Hannah pointed something out to me yesterday which made me feel sad and angry in equal measure. Underneath an awning, just up from our rehearsal room, a man lives in a cardboard box. At first glance you'd think his house was just a heap of rubbish, waiting for a bin man, but on closer inspection you realise that it's actually quite a well-made den. I saw him, at the end of last week, fiddling with some tarpaulin and assumed that he was some sort of stage manager creating a prop for one of the many theatre companies who rehearse in the area. He didn't look homeless. But what does homeless actually look like these days? He was actually rather smartly-dressed.
It turns out he has a job. He changes into decent clothes to go into work. He probably has gym membership and showers there every morning. The people he works with probably have no idea that he lives in a cardboard box. And he's not the only one. This is a fairly regular sight in London these days. I hear these kind of stories all the time. Wages are plummeting and because Theresa May and her ghastly right-wing cronies refuse to fund new housing, or provide council properties, rents are getting higher and higher. And because most of the baby boomers have this appalling "we're alright, Jack" attitude about the fact that they all got to buy their council houses, and, as a result can't see beyond their leathery, orange-tanned noses to notice the pain their children and grandchildren are in, the underclass in the UK continues to grow.
...And there but for the grace of god go we all. Nathan and I can barely afford the rent we pay, and it's really cheap by London standards. If we lose our present property, we will have to move out of London. And then what?
What's brewing is major, and I mean major civil disobedience. Mark my words; there will be large-scale riots in the UK within five years. If the government won't listen to anything else, let them feel the bullets flying over the ballot box.
Imagine how vulnerable it must feel to live in a box? Imagine going to sleep at night, wondering if drunks will kick your house down for a laugh, or a car will do some dodgy manoeuvre and back into you? It is an awful, awful thing.
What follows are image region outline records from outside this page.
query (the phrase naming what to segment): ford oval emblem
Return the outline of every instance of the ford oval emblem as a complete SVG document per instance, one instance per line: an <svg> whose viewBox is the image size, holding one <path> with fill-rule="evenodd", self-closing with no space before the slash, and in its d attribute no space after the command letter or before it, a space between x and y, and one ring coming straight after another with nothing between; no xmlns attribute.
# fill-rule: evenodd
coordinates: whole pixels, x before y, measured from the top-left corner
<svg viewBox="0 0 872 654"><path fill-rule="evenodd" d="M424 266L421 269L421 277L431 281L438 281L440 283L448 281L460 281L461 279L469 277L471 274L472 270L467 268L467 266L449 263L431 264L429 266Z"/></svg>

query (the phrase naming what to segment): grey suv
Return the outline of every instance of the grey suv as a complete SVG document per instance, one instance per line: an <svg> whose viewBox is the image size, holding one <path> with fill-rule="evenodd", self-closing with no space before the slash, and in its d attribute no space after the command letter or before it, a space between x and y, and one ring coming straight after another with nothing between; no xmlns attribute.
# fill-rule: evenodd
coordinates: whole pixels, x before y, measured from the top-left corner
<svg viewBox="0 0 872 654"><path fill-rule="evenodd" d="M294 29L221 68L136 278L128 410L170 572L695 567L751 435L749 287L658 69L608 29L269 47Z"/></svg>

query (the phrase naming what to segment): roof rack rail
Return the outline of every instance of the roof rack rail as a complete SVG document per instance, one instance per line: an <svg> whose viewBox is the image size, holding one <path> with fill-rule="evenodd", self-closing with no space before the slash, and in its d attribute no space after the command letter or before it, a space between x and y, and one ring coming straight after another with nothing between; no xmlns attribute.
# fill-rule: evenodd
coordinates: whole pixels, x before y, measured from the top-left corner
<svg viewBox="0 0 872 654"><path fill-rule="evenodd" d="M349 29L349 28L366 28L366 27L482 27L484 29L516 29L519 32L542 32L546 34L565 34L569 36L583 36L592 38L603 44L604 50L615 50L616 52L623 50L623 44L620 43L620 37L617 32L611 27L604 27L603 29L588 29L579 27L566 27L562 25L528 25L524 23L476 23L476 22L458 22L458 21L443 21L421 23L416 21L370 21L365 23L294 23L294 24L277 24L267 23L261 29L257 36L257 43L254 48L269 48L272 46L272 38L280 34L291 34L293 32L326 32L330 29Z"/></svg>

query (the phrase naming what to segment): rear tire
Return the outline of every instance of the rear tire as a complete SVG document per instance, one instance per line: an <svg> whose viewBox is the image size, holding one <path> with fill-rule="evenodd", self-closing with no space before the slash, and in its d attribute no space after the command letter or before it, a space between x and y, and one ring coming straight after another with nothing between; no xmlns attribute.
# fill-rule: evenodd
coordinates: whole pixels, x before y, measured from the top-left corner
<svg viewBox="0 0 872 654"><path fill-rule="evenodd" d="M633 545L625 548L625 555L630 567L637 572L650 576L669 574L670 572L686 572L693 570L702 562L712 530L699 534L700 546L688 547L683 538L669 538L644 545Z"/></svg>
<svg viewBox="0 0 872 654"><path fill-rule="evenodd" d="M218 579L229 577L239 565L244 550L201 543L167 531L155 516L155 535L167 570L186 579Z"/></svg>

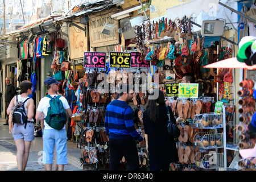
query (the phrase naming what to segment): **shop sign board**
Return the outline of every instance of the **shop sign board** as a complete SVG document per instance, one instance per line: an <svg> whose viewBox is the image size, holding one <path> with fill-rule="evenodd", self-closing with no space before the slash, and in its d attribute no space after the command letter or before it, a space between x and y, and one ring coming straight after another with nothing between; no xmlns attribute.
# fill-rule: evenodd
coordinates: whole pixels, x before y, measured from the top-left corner
<svg viewBox="0 0 256 182"><path fill-rule="evenodd" d="M130 18L123 19L120 20L120 27L123 31L122 34L123 39L130 39L136 38L136 30L134 27L133 27L130 22Z"/></svg>
<svg viewBox="0 0 256 182"><path fill-rule="evenodd" d="M141 60L141 53L129 52L131 53L131 68L150 68L150 62L144 60Z"/></svg>
<svg viewBox="0 0 256 182"><path fill-rule="evenodd" d="M214 113L221 114L222 110L223 102L218 101L215 104Z"/></svg>
<svg viewBox="0 0 256 182"><path fill-rule="evenodd" d="M131 68L131 53L110 52L109 53L110 68Z"/></svg>
<svg viewBox="0 0 256 182"><path fill-rule="evenodd" d="M166 84L166 97L179 96L179 84L168 83Z"/></svg>
<svg viewBox="0 0 256 182"><path fill-rule="evenodd" d="M119 33L118 32L118 24L117 21L111 18L111 15L115 13L117 8L93 13L89 15L90 45L92 47L102 47L119 44ZM106 23L114 26L114 30L109 35L101 33Z"/></svg>
<svg viewBox="0 0 256 182"><path fill-rule="evenodd" d="M76 23L82 27L84 25ZM85 32L73 26L68 28L69 40L70 44L70 59L71 60L82 59L84 52L88 51L87 36Z"/></svg>
<svg viewBox="0 0 256 182"><path fill-rule="evenodd" d="M179 84L179 98L197 98L198 84Z"/></svg>
<svg viewBox="0 0 256 182"><path fill-rule="evenodd" d="M84 68L105 68L106 52L84 52Z"/></svg>

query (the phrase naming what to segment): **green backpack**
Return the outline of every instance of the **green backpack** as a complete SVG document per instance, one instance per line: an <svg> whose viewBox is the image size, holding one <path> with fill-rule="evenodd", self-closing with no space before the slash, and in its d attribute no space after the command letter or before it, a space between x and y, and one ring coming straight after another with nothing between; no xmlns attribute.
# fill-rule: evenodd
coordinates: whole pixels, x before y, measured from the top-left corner
<svg viewBox="0 0 256 182"><path fill-rule="evenodd" d="M66 111L60 100L61 96L55 96L53 98L50 95L47 95L46 97L51 98L51 100L49 101L50 106L48 108L47 115L44 119L50 127L60 130L63 128L67 121Z"/></svg>

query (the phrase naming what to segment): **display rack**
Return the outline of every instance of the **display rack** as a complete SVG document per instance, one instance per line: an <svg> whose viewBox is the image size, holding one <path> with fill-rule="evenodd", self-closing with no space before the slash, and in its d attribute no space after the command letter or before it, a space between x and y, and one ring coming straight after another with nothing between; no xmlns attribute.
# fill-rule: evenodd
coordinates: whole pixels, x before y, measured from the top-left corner
<svg viewBox="0 0 256 182"><path fill-rule="evenodd" d="M225 106L222 106L222 111L220 116L222 117L221 123L216 125L215 127L210 126L209 127L205 127L203 122L198 122L198 118L207 118L205 115L213 116L216 114L205 113L200 114L200 117L194 119L194 126L203 129L214 130L212 133L208 132L198 133L194 136L193 140L195 145L200 148L199 152L197 152L194 157L194 161L196 166L200 168L208 169L219 169L227 168L226 162L226 117ZM204 115L205 116L204 116ZM196 121L197 121L197 122ZM217 133L217 129L223 128L224 132ZM224 148L224 152L218 152L218 148ZM214 150L215 149L215 150Z"/></svg>

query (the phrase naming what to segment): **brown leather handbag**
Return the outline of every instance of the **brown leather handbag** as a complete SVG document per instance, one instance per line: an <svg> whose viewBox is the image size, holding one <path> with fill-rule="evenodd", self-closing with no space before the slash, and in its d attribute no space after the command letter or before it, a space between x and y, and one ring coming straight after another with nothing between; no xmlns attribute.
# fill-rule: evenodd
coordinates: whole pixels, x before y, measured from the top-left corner
<svg viewBox="0 0 256 182"><path fill-rule="evenodd" d="M197 47L197 38L196 39L195 42L191 45L191 51L197 51L196 48Z"/></svg>

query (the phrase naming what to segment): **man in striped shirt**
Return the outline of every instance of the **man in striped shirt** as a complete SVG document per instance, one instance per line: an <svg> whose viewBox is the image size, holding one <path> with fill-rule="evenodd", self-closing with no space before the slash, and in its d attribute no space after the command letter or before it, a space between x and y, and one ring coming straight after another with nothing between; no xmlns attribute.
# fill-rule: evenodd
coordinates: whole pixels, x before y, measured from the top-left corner
<svg viewBox="0 0 256 182"><path fill-rule="evenodd" d="M104 126L109 135L110 152L110 170L118 170L120 160L125 156L129 170L138 170L139 157L136 143L143 140L136 131L133 120L133 111L127 102L133 98L133 86L123 84L120 86L119 98L110 102L106 107Z"/></svg>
Speaking of awful things: a show is rehearsing at the moment in the same space as us which has child actors in it. They're a rare breed, child actors. They've often got CVs which their adult peers would die for. They also tend to have rather ghastly mothers. The mothers came to pick up their kids yesterday and sat, waiting in the cafe, swapping anecdotes about Henry and Clara and myriad other middle class names. The conversations focussed on work their children had done at top London venues. They were pretending to be pleased for each other, but you could tell there was some serious oneupmanship going on which was leading to bristling resentment. These were the original pushy ballet mums. They were, at once, showing off and feeling deeply intimidated to have met their match. It was uncomfortable to watch two people living their lives so vicariously through their children.
After rehearsals, I went to meet a young actor called Rob Peacock who is singing my song Brass in the Stiles and Drewe Best Song competition. I thought it would be good to introduce myself and put the piece in context for him. Brass is one of those songs which, if you've got the pipes to sing it, can be beautiful and impressive. With some careful acting choices, however, it has the potential to be absolutely devastating. It is, after all, about a First World War soldier who is so distressed he doesn't even know whether he's alive or dead! At the same time it's a song of hope and hiraeth.
Rob is a truly wonderful singer. Great intonation, and, crucially, he has the top pipes to smash the end section of the song. I busked the piano part, apologising profusely for being so cack-handed, and we worked a little on the acting side of the piece. Adding colours. Working our way through the complex and conflicting thoughts which dart through the mind of Alf, the character who sings it. I was very pleased with the way that he responded. He's going to do me proud.